Надо мною кружит черный ворон.
Мать сыночка родимая ждет.
Где умру я, никто не узнает,
Лишь соловушка песню споет, -

закончил в конце вагона слепой.

Мать прослезилась, скомкала платочек, тихонько в него высморкалась и виновато улыбнулась. Извините, мол, за женскую слабость.

Мне тоже хотелось плакать, но я сдержался.

- И куды это вше народ едет и едет. Я вот к шыну, а оштальные куды? - вдруг некстати прошепелявил старик, но ему никто не ответил.

Человек в плаще, вспомнив обо мне, стал украдкой разглядывать меня.

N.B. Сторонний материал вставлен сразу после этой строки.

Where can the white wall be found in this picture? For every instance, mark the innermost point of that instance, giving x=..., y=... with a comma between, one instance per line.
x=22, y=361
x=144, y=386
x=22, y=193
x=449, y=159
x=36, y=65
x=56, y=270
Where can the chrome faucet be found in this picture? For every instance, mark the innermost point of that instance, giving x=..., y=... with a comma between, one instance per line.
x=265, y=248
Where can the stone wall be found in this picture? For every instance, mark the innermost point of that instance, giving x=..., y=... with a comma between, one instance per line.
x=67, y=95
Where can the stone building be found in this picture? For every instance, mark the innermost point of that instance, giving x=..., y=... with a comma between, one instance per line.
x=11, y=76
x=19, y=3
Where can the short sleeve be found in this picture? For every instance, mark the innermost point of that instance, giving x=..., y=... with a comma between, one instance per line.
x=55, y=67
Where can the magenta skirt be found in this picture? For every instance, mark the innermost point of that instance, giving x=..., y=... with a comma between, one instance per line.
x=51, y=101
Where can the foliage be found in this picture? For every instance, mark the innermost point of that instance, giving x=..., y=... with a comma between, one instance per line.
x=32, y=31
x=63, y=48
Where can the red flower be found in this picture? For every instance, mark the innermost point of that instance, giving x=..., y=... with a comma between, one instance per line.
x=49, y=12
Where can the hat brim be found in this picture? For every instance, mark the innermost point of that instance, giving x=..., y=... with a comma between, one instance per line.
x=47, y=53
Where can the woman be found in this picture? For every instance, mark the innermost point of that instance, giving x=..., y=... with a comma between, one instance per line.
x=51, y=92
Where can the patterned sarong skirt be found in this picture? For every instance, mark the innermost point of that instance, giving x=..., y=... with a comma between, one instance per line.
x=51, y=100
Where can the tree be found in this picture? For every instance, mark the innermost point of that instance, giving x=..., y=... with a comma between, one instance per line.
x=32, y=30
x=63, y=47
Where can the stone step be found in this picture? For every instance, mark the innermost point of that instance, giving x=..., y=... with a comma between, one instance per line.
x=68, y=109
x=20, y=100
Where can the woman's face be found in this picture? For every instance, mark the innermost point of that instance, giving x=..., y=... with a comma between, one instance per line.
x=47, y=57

Вот сейчас я гляжу взрослыми глазами памяти своей на себя самого, пятилетнего деревенского пацанчика, и будто слышу внутренний голос человека в черном плаще: "Какой странный малыш, - думается ему, - глядишь на него, и почему-то вспоминается лес, речка, луг, и хочется быть добрее, лучше, проще. И охватывает беспокойство за его судьбу, и хочется защитить этого мальчика, похожего на утенка, от невзгод. А их, судя по всему, на его долю выпадет немало. Глаза его полны ожидания добра и только добра. Хватит ли его у людей, с которыми ему доведется встретиться в жизни…"

Просветленно, по-отечески мужчина посмотрел прямо на меня и поманил к себе пальцем:

- Толя, иди ко мне.

Меня не очень удивило то, что он знал мое имя. Хотя я уже присмотрелся к нему, но он по-прежнему был для меня загадочным.

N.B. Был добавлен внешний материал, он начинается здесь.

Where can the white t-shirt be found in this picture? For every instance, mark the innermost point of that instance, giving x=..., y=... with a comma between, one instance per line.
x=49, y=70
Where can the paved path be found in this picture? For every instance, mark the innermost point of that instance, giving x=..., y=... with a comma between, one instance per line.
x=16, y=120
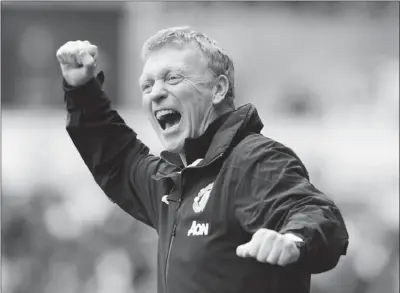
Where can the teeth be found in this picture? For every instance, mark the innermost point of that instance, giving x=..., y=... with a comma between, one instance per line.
x=161, y=113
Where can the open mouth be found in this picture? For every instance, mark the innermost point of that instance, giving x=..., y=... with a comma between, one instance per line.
x=167, y=118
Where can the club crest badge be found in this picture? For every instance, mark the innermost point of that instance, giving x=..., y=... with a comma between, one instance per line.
x=201, y=199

Ожидая какого-то чуда, я доверчиво подошел к нему.

- Ну, герой, когда вырастешь, кем будешь? - Мужчина легонько потряс меня за плечи.

Вообще-то я знал, что надо отвечать в таких случаях: шофером или летчиком. Но тут сказал по-своему:

- Дяденькой… - Я постеснялся добавить "как вы".

- Мда-а. - Мужчина достал записную книжку, самописку, что-то написал, вырвал листок и протянул его матери. - Отца нет - не беда, это, может, и к лучшему. Возьмите мой адрес. Если что, пишите, приезжайте. Рад буду помочь Толику.

Мать суетливо положила бумажку в отвислый карман кофты, притянула меня к себе и стала гладить жесткие короткие волосы.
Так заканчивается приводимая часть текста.